20.06.080 Acceptance of dedication offers.

Acceptance of formal offers of dedication of streets, public areas, easements, and parks, as defined in RCW 58.17.020(3), shall be by ordinance or resolution approving the final plat by the city council or approval of the short subdivision by the director. (Ord. 2021-633 § 2).

20.06.090 Inspection and acceptance of improvements.

A. General Procedure. The subdivider/property owner shall pay an inspection fee based on the estimated cost of the inspection, which fees shall be due and payable upon inspection. No building permits or certificates of occupancy shall issue until the fees are paid. If the city engineer finds that one or more of the required public facilities or other improvements have not been constructed in accordance with the city’s approval of the plans and specifications or the applicable standards and/or approval, the subdivider/property owner shall be responsible for any corrections and completion of the improvements.

B. Release of Security.
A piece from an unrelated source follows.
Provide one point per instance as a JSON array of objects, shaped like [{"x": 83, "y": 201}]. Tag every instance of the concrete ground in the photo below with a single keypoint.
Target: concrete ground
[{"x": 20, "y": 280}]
The city will not accept dedication of required public facilities or improvements, nor release nor reduce the amount of any security posted by the subdivider, until the city engineer has submitted a certificate stating:

1. That all required public facilities or other improvements have been satisfactorily completed; and

2. The subdivider’s engineer or surveyor has certified to the city engineer, through the submission of a detailed “as built” survey plat of the subdivision, indicating location, dimensions, materials, and other information required by the city’s public works standards, that the layout of the line and grade of all transportation facilities, public facilities or other improvements is in accordance with the approved construction plans for the subdivision or binding site plan.

C. City’s Acceptance. Upon recommendation of approval by the city engineer, acceptance of the improvements for dedication in a final plat shall be adopted in an ordinance or resolution.
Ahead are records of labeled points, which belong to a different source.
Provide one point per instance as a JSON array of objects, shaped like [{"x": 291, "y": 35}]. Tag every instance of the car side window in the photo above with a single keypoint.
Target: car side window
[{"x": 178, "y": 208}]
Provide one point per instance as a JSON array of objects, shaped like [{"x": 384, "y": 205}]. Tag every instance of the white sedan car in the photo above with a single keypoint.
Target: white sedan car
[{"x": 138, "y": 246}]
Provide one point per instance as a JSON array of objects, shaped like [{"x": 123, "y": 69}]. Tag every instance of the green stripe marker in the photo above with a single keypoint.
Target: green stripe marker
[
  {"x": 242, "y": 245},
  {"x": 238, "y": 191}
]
D. Maintenance of Improvements. The subdivider/property owner shall be required to maintain all required public facilities until the dedication of same is formally accepted by the city. Following the acceptance of the public facilities, the subdivider shall provide a warranty bond or other security to the city as required by NMC 20.06.040(D).

E. Issuance of Building Permits and Certificates of Occupancy. When a bond and/or other security with a subdivision improvement agreement have been accepted by the city for the construction of public facilities or other improvements in a short plat, final plat or final binding site plan, the city may issue building permits for development within the subdivision, but the city shall not issue a certificate of occupancy for any building in the development prior to the completion of the required public facilities or improvements and the acceptance of the dedication of those facilities or improvements by the city. The city engineer may authorize the issuance of up to 50 percent of the building permits for the lots in the subdivision if: (1) the applicant is not in default of the subdivision improvement agreement; and (2) the applicant has constructed and the city has inspected/accepted the public facilities or other improvements necessary to serve the lots for which such building permit applications have been submitted. (Ord. 2021-633 § 2).